5Figure 5 – IBB June 315-305 Bull Put Spread (Courtesy: www.OptionsAnalysis.com)
6Figure 6 – IBB June 315-305 Bull Put Spread (Courtesy: www.OptionsAnalysis.com)
While the maximum risk on this trade is $850, a close look at Figure 6 reveals that a trader could presumably cut is or her loss at a much lower amount. For example, if a trader decided to exit the position if IBB falls under say $330, the expected loss would be somewhere between $75 and $225, depending on whether the break occurs later or sooner.

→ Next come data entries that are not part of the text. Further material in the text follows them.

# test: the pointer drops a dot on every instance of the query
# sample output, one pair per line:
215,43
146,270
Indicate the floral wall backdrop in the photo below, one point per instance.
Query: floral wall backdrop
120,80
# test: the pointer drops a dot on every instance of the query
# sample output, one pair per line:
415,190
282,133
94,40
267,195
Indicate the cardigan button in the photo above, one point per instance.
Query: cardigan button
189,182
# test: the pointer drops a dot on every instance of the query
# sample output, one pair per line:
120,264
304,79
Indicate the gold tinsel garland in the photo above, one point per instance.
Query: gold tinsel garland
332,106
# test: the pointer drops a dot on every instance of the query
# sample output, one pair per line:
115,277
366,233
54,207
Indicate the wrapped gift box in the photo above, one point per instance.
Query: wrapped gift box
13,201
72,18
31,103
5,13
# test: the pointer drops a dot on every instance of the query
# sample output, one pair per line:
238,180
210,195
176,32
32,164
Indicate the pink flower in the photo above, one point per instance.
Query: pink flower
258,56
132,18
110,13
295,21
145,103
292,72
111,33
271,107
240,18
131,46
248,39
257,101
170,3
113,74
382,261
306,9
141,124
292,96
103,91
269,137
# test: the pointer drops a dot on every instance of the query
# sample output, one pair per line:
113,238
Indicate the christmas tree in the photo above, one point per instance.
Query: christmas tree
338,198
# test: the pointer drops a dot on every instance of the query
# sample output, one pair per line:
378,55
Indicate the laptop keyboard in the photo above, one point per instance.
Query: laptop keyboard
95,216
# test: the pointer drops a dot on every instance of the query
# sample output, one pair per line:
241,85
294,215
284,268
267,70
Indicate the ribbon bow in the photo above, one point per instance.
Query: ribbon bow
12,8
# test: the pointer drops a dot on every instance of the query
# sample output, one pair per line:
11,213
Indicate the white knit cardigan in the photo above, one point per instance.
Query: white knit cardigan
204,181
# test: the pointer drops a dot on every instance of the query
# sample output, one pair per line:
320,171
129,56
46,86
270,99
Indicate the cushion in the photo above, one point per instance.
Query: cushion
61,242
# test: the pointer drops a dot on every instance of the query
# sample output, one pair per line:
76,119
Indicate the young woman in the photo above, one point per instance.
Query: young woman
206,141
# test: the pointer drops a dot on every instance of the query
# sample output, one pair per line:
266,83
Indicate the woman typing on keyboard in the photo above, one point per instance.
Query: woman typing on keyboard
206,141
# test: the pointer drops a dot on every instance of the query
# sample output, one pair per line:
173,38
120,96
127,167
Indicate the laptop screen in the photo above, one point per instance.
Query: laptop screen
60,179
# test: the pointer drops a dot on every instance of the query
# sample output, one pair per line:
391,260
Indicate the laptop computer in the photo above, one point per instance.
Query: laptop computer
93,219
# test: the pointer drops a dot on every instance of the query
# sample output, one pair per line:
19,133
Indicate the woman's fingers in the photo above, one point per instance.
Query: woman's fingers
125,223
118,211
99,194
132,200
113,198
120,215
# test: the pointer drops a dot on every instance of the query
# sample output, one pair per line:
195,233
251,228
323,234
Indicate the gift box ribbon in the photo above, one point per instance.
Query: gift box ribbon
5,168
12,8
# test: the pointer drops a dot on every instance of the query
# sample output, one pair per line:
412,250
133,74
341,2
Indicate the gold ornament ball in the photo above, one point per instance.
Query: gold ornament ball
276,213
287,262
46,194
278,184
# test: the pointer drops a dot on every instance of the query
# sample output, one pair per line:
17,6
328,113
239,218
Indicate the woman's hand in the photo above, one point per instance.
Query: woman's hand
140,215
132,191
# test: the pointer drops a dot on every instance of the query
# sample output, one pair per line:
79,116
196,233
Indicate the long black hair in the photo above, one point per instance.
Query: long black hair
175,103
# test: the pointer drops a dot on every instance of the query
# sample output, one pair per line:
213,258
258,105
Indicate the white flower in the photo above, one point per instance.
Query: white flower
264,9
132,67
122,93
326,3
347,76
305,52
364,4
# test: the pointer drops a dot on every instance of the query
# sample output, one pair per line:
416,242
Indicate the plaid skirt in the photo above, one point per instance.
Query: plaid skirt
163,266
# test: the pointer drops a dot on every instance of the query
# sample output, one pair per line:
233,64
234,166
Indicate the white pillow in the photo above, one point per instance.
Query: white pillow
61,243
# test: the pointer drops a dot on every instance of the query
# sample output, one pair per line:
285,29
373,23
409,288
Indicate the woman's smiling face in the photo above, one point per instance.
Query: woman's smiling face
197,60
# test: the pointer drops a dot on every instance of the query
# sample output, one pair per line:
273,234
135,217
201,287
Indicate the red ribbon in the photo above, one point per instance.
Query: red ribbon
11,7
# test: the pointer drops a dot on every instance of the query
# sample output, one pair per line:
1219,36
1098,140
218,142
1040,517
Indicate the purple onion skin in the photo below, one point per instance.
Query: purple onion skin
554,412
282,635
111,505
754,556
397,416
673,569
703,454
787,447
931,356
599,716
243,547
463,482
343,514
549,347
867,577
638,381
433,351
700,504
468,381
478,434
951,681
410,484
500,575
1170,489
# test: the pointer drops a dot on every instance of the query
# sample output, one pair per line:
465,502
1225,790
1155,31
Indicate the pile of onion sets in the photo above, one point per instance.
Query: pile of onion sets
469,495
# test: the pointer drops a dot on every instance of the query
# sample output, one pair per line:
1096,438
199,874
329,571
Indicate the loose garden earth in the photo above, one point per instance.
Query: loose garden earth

A trader could also consider giving biotech a “wider berth” and hold on unless and until IBB drops below the 315 strike price.    In that case the risk would be roughly $400 (Reminder for Traders: these are decisions that should be made BEFORE you enter a trade, not during the “heat of battle”).
Summary
The reason that markets “fluctuate” is because different investors and traders can view the exact same situation in different ways. As we have seen here, it is possible to make a good case that the long, large advance in biotech stocks has finally run out of steam. It is also possible to make a good case that the recent decline in biotech stocks is just another buying opportunity.
We have also seen that it can be possible – via the use of options – to make money as long as biotech stocks don’t completely come apart.
At least, that’s how I see it.  How about you?